Following issue of the Green Paper on Transforming Public Procurement in December 2020, the Government has today published its response to the Green Paper. The government engaged with over 500 stakeholders in developing the proposals and received 619 responses to the consultation. You can read the full document here.
We will be posting more detail on what the proposed changes involve. In summary:
- The new legislation will provide for one single legal framework. There will be certain flexibilities retained for the utilities sector and specific security related exemptions for sensitive defence, security and civil procurement.
- The light touch regime will remain but with some amendments to improve its scope and application, for example, where service user choice is important in the contract being procured.
- The government intends to proceed with the three procedures outlined in the Green Paper – the open, flexible competitive and limited tendering procedures. The government intends to issue guidance to support use of the new competitive flexible procedure, for example by producing template options.
- A new exclusions framework will be introduced making it clearer to identify suppliers that pose an unacceptable risk to the delivery of public contracts.
- There will be changes to increase transparency throughout the procurement lifecycle. Given concerns around increasing the burden on contracting authorities, the government will publish detailed guidance to support contracting authorities.
- The government does not intend to introduce an independent review body in the event of a dispute. However, it does intend to bolster the existing Public Procurement Review Service to be known as the Procurement Review Unit (PRU). The PRU will sit within the Cabinet Office and will investigate cases of poor policy and practice and make informal recommendations.

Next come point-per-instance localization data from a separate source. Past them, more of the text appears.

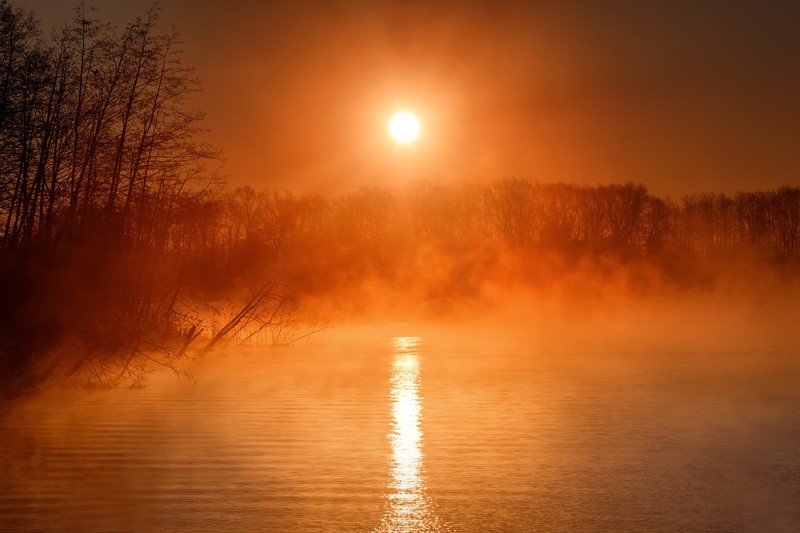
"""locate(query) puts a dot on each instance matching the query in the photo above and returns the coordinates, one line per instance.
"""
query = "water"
(408, 431)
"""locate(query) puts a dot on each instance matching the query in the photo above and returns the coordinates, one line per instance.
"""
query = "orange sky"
(680, 96)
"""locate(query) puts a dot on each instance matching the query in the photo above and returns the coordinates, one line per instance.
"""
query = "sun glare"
(404, 127)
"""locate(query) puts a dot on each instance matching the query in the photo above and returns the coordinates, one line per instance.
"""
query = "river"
(409, 429)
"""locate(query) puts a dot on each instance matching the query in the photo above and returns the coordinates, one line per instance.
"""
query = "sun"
(404, 127)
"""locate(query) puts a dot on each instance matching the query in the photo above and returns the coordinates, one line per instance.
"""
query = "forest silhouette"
(122, 249)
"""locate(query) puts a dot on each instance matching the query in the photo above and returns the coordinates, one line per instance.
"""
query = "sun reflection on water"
(408, 505)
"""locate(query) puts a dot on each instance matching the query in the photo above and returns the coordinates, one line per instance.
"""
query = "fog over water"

- The majority of the proposals relating to procurement challenges will not be taken forward. The government is exploring options to accelerate procurement challenges with the Ministry of Justice.
Draft legislation will be put before parliament when time allows. Once the Bill is passed, there will need to be secondary legislation to implement specific elements of the new regime. Implementation is expected in 2023 - at the earliest. Given the scope of the changes, the government intends to provide six months’ notice ahead of the new regime coming into force.
We will be commenting on the proposed changes in more detail in forthcoming weeks.